北区立特別養護老人ホーム上中里つつじ荘湯 浅まなみさん いろいろな出会いを自分の糧にしていきたい

施設紹介
北区立
特別養護老人ホーム
上中里つつじ荘

北区上中里。JRの操車場や国の史跡・中里貝塚に囲まれた閑静な立地にある特別養護老人ホーム。社会福祉法人北区社会福祉事業団が北区から指定管理者の指名を受けて運営している。

特別養護老人ホームの常勤の介護職員です。食事・入浴・排泄・就寝などをはじめ、利用者の方々の生活全般にわたる介助をしています。
このお仕事を始めたきっかけは?

  以前、家族で曽祖父の在宅介護をしていたことがあります。認知症が進んで、どのように接したらいいのかよくわからないままに亡くなってしまい、後悔の気持ちが少し頭に残っている感じでいました。そんなこともあって、その後、ヘルパーの資格を取得して、区外の有料老人ホームで約2年間、仕事に就きました。  
  最近になって、もっと家の近くで仕事を探そうと思い、去年9月の「福祉のしごと総合フェア」に参加しました。以前は有料老人ホームでの仕事だったので、今度はそれとは違う、新しい勉強ができそうな区の事業団運営の特養であるこの職場を選びました。その後、11月から働いています。

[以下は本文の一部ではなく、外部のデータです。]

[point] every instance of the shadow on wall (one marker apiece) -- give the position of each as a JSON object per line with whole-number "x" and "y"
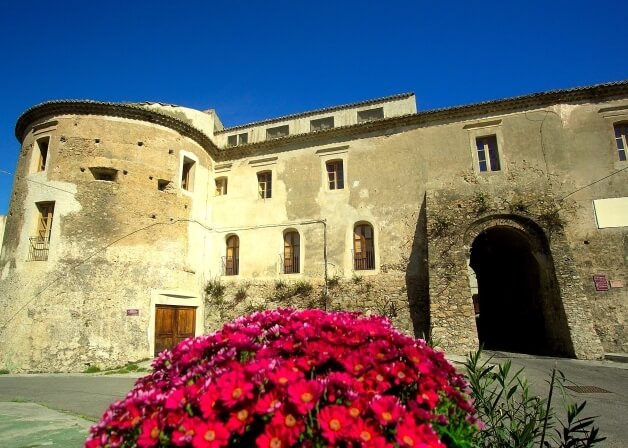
{"x": 417, "y": 278}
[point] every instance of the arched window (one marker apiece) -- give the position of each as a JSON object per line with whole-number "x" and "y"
{"x": 335, "y": 175}
{"x": 291, "y": 252}
{"x": 363, "y": 247}
{"x": 621, "y": 137}
{"x": 265, "y": 184}
{"x": 232, "y": 259}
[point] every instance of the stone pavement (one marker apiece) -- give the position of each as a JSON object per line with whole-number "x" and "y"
{"x": 25, "y": 425}
{"x": 57, "y": 410}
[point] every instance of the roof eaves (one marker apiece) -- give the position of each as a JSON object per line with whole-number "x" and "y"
{"x": 316, "y": 112}
{"x": 124, "y": 110}
{"x": 596, "y": 92}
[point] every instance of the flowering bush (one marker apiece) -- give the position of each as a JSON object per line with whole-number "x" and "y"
{"x": 285, "y": 378}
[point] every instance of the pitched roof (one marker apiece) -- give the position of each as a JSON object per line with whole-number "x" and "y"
{"x": 318, "y": 111}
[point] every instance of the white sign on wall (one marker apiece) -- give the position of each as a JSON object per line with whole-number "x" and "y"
{"x": 612, "y": 212}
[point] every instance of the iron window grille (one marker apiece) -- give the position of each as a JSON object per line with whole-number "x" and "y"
{"x": 230, "y": 265}
{"x": 38, "y": 248}
{"x": 363, "y": 261}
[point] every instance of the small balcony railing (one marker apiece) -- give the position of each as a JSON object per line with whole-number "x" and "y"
{"x": 230, "y": 266}
{"x": 289, "y": 265}
{"x": 363, "y": 261}
{"x": 38, "y": 248}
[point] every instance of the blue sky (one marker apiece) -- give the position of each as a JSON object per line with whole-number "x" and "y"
{"x": 255, "y": 60}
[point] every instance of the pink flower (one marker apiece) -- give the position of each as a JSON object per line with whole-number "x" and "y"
{"x": 149, "y": 435}
{"x": 293, "y": 378}
{"x": 234, "y": 388}
{"x": 210, "y": 435}
{"x": 334, "y": 422}
{"x": 304, "y": 395}
{"x": 387, "y": 409}
{"x": 291, "y": 425}
{"x": 412, "y": 435}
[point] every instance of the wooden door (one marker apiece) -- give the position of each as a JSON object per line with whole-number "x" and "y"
{"x": 172, "y": 325}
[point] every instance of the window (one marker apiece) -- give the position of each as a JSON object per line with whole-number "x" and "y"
{"x": 238, "y": 139}
{"x": 221, "y": 186}
{"x": 42, "y": 146}
{"x": 363, "y": 247}
{"x": 265, "y": 184}
{"x": 335, "y": 175}
{"x": 488, "y": 155}
{"x": 370, "y": 115}
{"x": 107, "y": 174}
{"x": 232, "y": 258}
{"x": 40, "y": 243}
{"x": 291, "y": 252}
{"x": 164, "y": 185}
{"x": 621, "y": 137}
{"x": 321, "y": 124}
{"x": 277, "y": 132}
{"x": 187, "y": 174}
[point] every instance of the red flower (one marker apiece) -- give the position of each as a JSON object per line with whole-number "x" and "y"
{"x": 234, "y": 388}
{"x": 273, "y": 437}
{"x": 208, "y": 400}
{"x": 132, "y": 418}
{"x": 184, "y": 433}
{"x": 305, "y": 394}
{"x": 267, "y": 404}
{"x": 387, "y": 409}
{"x": 210, "y": 435}
{"x": 291, "y": 425}
{"x": 413, "y": 435}
{"x": 285, "y": 375}
{"x": 366, "y": 434}
{"x": 334, "y": 422}
{"x": 149, "y": 435}
{"x": 176, "y": 400}
{"x": 263, "y": 377}
{"x": 239, "y": 419}
{"x": 428, "y": 397}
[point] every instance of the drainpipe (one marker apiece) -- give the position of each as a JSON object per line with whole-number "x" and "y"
{"x": 325, "y": 288}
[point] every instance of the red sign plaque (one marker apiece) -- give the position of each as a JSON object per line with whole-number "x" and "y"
{"x": 601, "y": 282}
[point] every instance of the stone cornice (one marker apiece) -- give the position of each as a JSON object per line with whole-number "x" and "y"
{"x": 599, "y": 92}
{"x": 121, "y": 110}
{"x": 324, "y": 110}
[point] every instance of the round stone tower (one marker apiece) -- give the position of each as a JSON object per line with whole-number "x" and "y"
{"x": 102, "y": 260}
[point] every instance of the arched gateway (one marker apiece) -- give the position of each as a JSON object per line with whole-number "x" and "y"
{"x": 516, "y": 295}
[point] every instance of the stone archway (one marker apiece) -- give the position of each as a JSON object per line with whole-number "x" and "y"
{"x": 517, "y": 299}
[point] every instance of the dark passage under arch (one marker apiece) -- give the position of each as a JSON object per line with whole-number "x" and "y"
{"x": 519, "y": 304}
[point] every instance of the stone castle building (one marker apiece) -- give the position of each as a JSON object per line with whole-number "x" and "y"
{"x": 132, "y": 226}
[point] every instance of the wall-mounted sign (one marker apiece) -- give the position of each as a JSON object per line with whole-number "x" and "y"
{"x": 601, "y": 282}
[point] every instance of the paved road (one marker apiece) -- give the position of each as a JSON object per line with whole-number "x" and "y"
{"x": 83, "y": 398}
{"x": 610, "y": 407}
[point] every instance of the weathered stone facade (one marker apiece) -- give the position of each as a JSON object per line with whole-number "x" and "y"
{"x": 147, "y": 198}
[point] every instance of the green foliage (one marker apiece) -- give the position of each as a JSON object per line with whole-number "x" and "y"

働いてみての感想、気をつけていること等はありますか?

  どんな施設にも共通することでしょうが、人と人とが接する仕事というのは、とても難しいものだと思います。「イエスかノーか」で割り切れる答えがなかなか出せないところもあります。まずは、その相手である利用者の方をよく知ることから始めなくてはいけません。最初から構えてしまうことのないように、特に施設だからというのでなく、ごく普通に、人と人とが初めて出会うときと同じようにして、生活のお手伝いを始めていかなくてはいけないんだな、ということを実感しています。  
  この職場には長く勤めてきた先輩も多く、皆さんからはていねいに教えてもらっています。わからないことがあったらとにかく訊くようにしています。  
  利用者の方たちは、自分から見れば人生の大先輩です。失礼のないように、言葉遣いには気をつけるようにしています。その方がこれまで積み重ねてこられた人生や、そこから出てくる言葉の重みを、一言一句、しっかりと受け止めるように努めているつもりです。

写真 介護の様子

細かい業務が山積みの毎日。そんななかで、いかに気持ちのゆとりを持つことができるかが大切になってくる

写真 介護の様子

お年寄りや同僚など、いろいろな人たちと出会うことができるのも、施設での仕事の魅力のひとつだ

悩み、やりがい等を教えてください。

  仕事が忙しくなると、目の前のやらなくてはいけない仕事で手一杯になってしまって、ついつい利用者への接し方が思うようにならないことがあります。「あの時、ちょっと忙しくても、もっと違う接し方ができていれば、利用者の方にももっと喜ばれたのではないか……」などと後から悩んでしまうこともあります。また、寝たきりの方の移動なども少なくなく、体力的にも大変です。上手に接していくには利用者のことを積極的に知ろうとしないといけません。心身の状態や気分なども、その時によって変化しますので、接し方もそれにあわせていく必要があります。そういった変化を敏感に感じ取るのはなかなか難しいことです。先輩の接し方や話し方などを見て、「ああ、そうなのか」と学ぶことはたくさんあります。  
  お年寄りの方たちからはまるで自分の孫のように可愛がってもらえます。時々、休み明けなどに久し振りに会った際にも、ちゃんと覚えていただけていると、とてもうれしいです。いろいろな人たちと出会うことができる職場です。そうした出会い自体がとてもプラスになるな、と感じています。自分の糧にしていきたいです。

今後はどんな風に働いていきたいですか?

  毎日毎日、自分が成長できるように、少しでも経験を積んでいきたいと思います。この仕事の楽しいところは、利用者の方々といろいろなお話ができることだと思います。戦争体験などをはじめ、自分たちとは経験も感覚も全然違います。ちょっとしたことでも面白いお話が聞けることがあります。認知症などのためにお話をするのが難しい方もいますが、それでもふとした時に、普通に会話が成り立つこともあります。自分のやるべきお手伝いを的確にできるようになって、そのうえでできた時間に皆さんともっとお話をできたらいいな、と思っています。

湯浅さん写真

とにかく構えたりせずに、この世界に入って、いろいろな方と接してみるのがいちばんです。大変なこと、難しいこともいっぱいありますが、楽しみも見つけることができます。それを自分のエネルギーにしていけたらいいと思います。プライベートで楽しみを見つけるのもいいですが、職場で利用者や仲間とのコミュニケーションのなかから楽しみを見つけられたら、それもまたいいのではないでしょうか。「あの人のあの話は面白かったなあ」ということがあれば、それだけで頑張れるような気がします。